Saturday, July 22, 2023

Exotic/Disgusting Foods and Beverages Forum--A Turkish Liquor

      About a year and a half ago, in my January 29, 2022 post about Arak Razzouk, I promised/threatened that more articles about anise-flavored boozes were imminent.  And then I got distracted, or forget entirely about this, I guess.  Anyway, here we go.  Today we'll be talking about yeni raki, from the Mey company, or to use their full title, Mey Alkollu Ickiler San VE TIC. A.S.

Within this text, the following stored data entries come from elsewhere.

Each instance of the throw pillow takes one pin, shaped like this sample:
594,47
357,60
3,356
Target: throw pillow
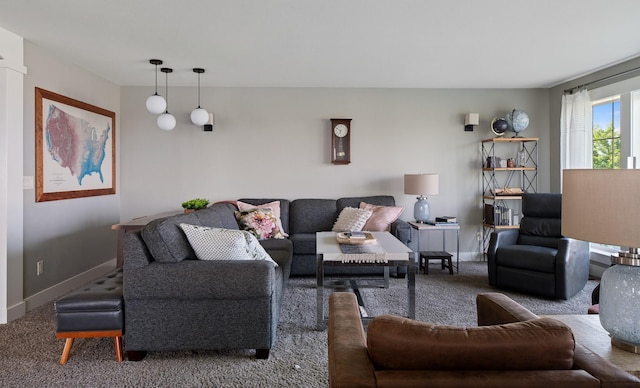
274,206
382,217
261,222
224,244
351,219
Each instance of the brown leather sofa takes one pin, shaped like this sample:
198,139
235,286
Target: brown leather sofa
511,347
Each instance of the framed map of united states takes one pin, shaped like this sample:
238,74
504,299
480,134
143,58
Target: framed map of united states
75,148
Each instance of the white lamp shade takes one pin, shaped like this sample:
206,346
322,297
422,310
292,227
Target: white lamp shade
156,104
421,184
199,116
166,121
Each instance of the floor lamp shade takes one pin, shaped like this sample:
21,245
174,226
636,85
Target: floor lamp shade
603,206
421,185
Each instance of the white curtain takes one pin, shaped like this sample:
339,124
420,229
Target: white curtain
576,131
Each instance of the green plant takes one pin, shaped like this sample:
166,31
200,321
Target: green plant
196,203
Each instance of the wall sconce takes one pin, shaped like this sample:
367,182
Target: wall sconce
166,120
471,119
208,126
199,116
156,103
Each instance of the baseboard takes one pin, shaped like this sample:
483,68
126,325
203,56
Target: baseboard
56,291
12,313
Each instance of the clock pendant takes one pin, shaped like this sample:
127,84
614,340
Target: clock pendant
340,141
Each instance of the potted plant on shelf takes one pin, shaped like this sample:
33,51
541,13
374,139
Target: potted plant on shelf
194,204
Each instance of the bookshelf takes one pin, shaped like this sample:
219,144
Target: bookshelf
509,169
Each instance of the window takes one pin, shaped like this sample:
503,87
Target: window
606,133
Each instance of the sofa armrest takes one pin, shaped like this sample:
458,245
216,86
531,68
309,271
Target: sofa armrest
497,309
349,363
609,374
201,279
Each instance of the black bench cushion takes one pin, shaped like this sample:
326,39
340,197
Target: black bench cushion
95,306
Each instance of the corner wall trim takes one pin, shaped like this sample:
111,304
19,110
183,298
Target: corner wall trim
70,284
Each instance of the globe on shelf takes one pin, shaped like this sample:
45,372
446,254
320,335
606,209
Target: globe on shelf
499,126
518,121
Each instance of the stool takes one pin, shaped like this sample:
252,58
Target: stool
436,255
94,310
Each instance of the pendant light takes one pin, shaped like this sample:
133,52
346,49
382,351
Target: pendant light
166,120
199,116
156,103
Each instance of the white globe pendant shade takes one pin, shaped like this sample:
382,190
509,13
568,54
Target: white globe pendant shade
199,116
156,104
166,121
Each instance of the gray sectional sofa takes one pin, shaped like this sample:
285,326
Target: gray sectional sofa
233,304
302,218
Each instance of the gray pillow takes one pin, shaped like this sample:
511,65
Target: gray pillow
166,240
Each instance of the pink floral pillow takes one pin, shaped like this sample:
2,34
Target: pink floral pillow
261,222
273,206
382,217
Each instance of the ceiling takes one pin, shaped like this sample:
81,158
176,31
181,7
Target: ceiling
334,43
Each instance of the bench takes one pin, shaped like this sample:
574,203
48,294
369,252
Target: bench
94,310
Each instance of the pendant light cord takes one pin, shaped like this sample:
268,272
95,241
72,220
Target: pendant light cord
198,90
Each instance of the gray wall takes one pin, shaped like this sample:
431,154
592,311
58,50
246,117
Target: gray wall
73,235
267,142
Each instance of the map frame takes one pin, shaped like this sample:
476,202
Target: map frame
44,173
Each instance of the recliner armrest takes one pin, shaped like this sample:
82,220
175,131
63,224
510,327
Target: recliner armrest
498,238
349,362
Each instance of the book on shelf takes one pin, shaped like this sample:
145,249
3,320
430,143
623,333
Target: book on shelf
498,215
441,223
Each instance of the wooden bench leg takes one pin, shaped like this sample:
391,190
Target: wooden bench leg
117,340
66,351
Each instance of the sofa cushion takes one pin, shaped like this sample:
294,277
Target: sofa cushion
224,244
351,219
273,205
261,222
312,215
382,217
166,241
218,215
400,343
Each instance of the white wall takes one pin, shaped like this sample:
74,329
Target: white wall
275,142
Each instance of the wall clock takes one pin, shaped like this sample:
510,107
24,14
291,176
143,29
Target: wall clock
340,141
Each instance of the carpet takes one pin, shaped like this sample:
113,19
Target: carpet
30,351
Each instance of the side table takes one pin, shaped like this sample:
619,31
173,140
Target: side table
444,228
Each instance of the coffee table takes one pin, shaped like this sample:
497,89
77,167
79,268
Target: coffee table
392,253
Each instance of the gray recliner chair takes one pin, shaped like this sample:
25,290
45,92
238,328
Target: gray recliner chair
536,259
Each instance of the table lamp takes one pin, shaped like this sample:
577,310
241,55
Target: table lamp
421,185
603,206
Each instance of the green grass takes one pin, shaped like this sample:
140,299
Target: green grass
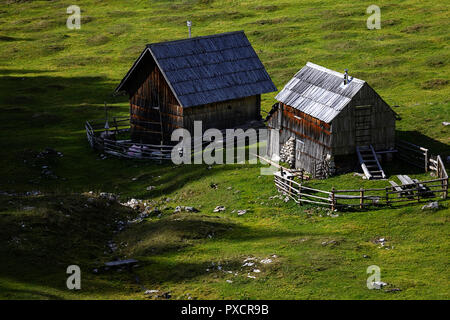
53,79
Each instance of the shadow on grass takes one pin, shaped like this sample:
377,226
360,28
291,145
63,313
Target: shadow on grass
434,146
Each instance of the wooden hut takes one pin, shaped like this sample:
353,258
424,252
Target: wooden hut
217,79
331,116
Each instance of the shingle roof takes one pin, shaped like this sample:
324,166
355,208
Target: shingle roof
209,69
319,92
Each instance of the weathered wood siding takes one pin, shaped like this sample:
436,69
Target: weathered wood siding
311,134
225,114
154,92
382,123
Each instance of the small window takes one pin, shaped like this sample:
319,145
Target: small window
299,148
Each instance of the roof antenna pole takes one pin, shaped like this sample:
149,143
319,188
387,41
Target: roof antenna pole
189,24
106,118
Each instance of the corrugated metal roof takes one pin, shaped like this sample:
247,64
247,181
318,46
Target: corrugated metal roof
210,69
319,92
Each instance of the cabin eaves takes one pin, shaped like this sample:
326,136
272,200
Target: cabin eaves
319,92
208,69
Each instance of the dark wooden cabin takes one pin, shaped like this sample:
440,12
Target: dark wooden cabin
329,114
218,79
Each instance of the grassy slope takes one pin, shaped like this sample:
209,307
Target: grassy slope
52,79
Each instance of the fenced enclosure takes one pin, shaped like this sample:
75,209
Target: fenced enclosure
109,141
413,154
411,190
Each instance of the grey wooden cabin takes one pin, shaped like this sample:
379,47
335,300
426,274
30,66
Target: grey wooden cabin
330,115
217,79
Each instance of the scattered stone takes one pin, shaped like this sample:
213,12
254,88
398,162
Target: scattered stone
287,152
191,209
378,285
219,209
266,261
120,263
165,295
325,243
132,203
431,206
108,196
151,291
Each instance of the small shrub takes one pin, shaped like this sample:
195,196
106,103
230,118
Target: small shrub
97,40
434,84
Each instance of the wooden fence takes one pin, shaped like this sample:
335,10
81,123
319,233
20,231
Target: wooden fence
362,198
413,154
106,140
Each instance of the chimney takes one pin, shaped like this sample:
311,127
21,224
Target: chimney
189,24
346,77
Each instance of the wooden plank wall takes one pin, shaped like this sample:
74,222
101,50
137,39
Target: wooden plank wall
382,123
154,92
314,134
225,114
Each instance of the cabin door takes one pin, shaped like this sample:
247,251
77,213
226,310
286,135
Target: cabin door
363,125
274,143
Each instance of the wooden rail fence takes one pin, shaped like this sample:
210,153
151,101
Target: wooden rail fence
105,139
413,154
362,198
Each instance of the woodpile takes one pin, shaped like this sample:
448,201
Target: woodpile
287,152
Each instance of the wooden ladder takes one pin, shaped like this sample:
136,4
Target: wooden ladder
363,118
369,162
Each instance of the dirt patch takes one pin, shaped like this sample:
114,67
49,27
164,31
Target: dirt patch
415,28
434,84
97,40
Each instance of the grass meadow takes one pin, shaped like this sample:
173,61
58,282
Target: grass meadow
53,79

     The history of this drink, raki, is a bit cloudy.  One website claims that the first reference to it was a 1630 travelogue by the Ottoman Empire explorer Evliya Celebi.  Another source maintains that it's older, saying that in 1326 the second Ottoman sultan Orhan Ghazi gave raki as a gift to Geyikli Baba and his dervish helpers for helping conquer Bursa.  Whenever the true origin is, raki became much more popular in the 1800's.  At this point it was made privately, in Turkish homes.  However, after the modern Republic of Turkey was created in the 20th century, raki began to be made in government operated factories, starting in 1944.  Then, in 2001 the production of raki was privatized, and so more companies began making it.  The Mey company is still arguably the most popular producer of raki, aided by it getting the production rights from the previous Tekel government factory.

     But what is raki, precisely?  First of, the name itself is also convoluted.  Some think that it derives from the Arabic word for sweat ("arak"), as the distilling process was thought by many to resemble sweating.  Others claim that the name comes from the type of grape used as its base, razaki.  Be that as it may, raki is the national drink of Turkey.  Its creation is fairly strict.  First, grapes, or sometimes raisins, are fermented into wine.  Then this wine is distilled, into a powerful (over 90% alcoholic content) alcohol called suma.  Water and then anise are added to the suma, and the combination is distilled a second time, usually in copper containers.  Thus making raki.  (Just to add to the confusion, the folks in Crete make a liquor also called "raki," but this one is completely different, as it's a brandy that doesn't use anise as a flavoring agent.)  Aside from Turkey, people in neighboring Balkan nations and Kazakhstan also make and enjoy raki.

     The company that I'll refer to as Mey for brevity's sake makes gin, liqueur, raki, vodka, and wine.  They also import other kinds of wine, gin, liqueur, whiskey, vodka, and tequila.  There are several different kinds of raki, too, all with descriptive names before "raki."  "Yeni" means "new" in Turkish, and that's the sort I tried.  Kulup means "club," civan means "around," tayfa means "crew," and vefa means "fidelity."  I couldn't find translations of "tekirdag," "izmir," or "altinbas," so perhaps these are place names, or maybe people's names.  Finally, the current head of the Mey business is general manager Levent Komur, and since 2011 Mey is a subsidiary of the giant Diageo company, which also owns the famous liquor brands Guinness, Tanqueray, Baileys, Smirnoff, Captain Morgan, J&B, and others.


Mey yeni raki:  Had a clear color, and an anise-y odor.  Pleasant taste.  As with other anise drinks, some folks drink it with water, and/or ice, which cause a milky color called a louche.  I had mine plain, as a shot.  Much better than aguardiente, better than Sambuca, but not as great as Arak Razzouk, to compare it to other anise-flavored liquors.  So a very good anise bite to it, and a significantly better than average alcoholic drink.  If you like anise flavors in general, and also enjoy anise-flavored boozes I would recommend it highly.  But it is quite powerful--mine was 45% alcohol, or 90 proof.  So bear that in mind, and be careful.